As you already know, weather and climate shouldn’t be confused for each other, as the weather is the atmospheric conditions you observe around you and over a very short period of time, while the climate is the (very) long term trend of the same variables: temperature, humidity, pressure, wind, precipitation etc.

It is often tempting to use the weather – or any kind of information – to confirm our own thoughts on any matter, but scientists warn to be very careful in doing so because the scale of our human observations is not suited to infer where the climate is heading. Nevertheless, when it comes to communication, “the weather still has one big advantage over every other argument about the urgency of climate change: We experience the weather. We see it and feel it.” claims David Leonhardt in his NYT end of the year oped.

Map showing the anomalies in temperature (°C) estimated from ERA5 during the 5-day period of 25-29 June 2019. (Credit: ECMWF, Copernicus Climate Change Service).

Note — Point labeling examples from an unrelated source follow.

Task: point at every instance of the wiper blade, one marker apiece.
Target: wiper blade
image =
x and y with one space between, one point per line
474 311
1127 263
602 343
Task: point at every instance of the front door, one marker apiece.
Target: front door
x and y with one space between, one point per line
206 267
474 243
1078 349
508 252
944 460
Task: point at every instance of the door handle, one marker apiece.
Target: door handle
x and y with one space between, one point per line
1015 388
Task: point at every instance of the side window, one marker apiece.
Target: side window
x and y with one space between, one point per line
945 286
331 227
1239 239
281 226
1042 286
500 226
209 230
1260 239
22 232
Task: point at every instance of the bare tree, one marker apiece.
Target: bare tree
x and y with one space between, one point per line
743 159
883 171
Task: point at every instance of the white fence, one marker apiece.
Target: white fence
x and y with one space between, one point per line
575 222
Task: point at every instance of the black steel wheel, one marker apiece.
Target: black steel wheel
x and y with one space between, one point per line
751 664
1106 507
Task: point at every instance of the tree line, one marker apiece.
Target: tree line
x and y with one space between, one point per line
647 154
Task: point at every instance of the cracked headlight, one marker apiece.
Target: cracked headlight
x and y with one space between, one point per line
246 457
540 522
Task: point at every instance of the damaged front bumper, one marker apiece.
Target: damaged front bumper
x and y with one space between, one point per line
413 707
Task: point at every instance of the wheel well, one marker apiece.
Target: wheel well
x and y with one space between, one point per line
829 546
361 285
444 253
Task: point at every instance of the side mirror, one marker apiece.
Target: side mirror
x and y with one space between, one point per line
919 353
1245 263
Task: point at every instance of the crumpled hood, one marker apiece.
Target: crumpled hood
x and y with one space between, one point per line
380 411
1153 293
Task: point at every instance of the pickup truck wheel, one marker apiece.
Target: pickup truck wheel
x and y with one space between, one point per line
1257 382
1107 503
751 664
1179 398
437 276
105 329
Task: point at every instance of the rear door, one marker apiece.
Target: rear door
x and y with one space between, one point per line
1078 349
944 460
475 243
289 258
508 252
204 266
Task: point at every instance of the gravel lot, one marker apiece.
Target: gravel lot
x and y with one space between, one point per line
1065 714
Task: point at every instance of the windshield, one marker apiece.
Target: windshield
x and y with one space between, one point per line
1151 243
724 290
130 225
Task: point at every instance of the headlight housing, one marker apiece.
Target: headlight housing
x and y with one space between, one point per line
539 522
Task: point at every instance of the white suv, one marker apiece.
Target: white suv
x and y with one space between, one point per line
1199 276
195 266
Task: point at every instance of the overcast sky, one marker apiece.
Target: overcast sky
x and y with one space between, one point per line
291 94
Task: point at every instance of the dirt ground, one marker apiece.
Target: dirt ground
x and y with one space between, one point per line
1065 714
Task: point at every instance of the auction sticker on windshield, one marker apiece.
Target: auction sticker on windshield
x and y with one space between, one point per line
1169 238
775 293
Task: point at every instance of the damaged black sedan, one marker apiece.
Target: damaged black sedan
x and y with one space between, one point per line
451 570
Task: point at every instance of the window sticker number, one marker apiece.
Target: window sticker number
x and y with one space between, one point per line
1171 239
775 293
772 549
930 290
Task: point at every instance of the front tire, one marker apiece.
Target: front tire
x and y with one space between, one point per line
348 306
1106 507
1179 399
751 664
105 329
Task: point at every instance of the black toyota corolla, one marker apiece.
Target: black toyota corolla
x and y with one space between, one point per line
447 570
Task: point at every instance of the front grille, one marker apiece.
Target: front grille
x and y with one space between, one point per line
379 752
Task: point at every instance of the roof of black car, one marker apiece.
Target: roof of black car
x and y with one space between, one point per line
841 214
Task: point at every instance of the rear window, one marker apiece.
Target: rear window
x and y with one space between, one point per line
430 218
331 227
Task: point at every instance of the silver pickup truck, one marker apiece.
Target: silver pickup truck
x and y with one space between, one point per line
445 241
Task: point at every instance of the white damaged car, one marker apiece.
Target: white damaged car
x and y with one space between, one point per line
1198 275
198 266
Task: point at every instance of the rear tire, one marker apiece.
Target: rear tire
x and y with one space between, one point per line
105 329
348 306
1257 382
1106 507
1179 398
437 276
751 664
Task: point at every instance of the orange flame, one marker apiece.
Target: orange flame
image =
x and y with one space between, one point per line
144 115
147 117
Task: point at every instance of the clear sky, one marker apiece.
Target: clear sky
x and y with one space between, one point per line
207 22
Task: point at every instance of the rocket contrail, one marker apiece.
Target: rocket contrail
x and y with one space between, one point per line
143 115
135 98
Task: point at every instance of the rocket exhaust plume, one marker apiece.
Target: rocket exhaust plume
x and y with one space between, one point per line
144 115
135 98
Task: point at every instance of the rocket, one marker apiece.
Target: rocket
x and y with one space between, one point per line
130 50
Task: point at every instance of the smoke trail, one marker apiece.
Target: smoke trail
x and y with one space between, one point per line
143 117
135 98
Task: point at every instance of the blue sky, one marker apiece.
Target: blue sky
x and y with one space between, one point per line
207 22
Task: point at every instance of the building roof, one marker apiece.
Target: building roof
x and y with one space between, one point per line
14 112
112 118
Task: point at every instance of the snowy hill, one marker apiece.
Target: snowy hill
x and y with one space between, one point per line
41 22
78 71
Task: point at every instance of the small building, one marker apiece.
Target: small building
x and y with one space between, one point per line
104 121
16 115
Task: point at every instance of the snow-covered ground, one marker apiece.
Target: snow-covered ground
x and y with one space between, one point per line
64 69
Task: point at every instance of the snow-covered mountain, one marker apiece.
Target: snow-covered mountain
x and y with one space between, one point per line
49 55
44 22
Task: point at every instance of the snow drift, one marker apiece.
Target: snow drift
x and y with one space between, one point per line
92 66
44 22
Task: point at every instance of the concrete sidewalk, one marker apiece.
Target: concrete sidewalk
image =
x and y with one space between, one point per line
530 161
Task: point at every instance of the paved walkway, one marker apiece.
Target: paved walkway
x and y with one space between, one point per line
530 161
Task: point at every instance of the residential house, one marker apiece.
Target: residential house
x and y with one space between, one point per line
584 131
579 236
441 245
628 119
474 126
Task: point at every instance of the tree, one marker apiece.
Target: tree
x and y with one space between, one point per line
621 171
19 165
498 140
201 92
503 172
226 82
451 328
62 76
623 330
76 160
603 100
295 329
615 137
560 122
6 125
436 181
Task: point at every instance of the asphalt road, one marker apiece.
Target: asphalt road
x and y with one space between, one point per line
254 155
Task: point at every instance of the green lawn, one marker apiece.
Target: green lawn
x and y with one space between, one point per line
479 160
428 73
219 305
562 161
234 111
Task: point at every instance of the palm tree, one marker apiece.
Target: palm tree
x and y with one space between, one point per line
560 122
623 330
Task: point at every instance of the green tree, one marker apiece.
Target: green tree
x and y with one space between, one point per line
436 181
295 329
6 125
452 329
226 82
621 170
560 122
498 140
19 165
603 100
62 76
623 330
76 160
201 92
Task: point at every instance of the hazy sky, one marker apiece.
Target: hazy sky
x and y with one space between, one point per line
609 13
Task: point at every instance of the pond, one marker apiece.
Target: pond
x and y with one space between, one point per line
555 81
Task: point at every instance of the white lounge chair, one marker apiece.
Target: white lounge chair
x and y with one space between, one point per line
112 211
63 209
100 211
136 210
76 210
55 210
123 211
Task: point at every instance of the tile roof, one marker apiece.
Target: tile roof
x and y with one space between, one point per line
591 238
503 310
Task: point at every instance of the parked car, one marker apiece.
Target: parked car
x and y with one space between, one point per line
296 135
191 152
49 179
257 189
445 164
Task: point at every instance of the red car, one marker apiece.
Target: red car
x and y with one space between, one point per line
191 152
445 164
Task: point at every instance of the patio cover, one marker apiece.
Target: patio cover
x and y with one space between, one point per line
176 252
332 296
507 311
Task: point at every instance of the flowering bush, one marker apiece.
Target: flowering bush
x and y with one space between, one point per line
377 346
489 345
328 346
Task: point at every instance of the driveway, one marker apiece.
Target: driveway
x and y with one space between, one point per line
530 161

Here in Europe, we have certainly felt and seen the late June 2019 Heatwave, exactly in the days when our article on rising energy demand for space cooling was published in Nature Communication. The media coverage happened to be huge, as all the newspapers related the striking high temperatures of these days with the undergoing heavy use of AC and the associated peaks in energy demand across Europe. As our study projected an increase of 11-58% of energy demand at mid-century because of climate change, it surely made a good story in those days for the media outlets.

Our paper was in fact featured in almost 60 news outlets and blogs all over the world, from Canada to India, with dozens of original articles in Europe, a few radio interviews as well, and even a video made on purpose! The most notable original press articles were published in Italy’s main newspaper La Repubblica, on France 24 and Sud-Ouest for France and Bloomberg and Axiom for the US.

As this heatwave gracefully passed away in a few days, let’s see now if our next paper on AC and Thermal Insulation in OECD countries gains the same attention.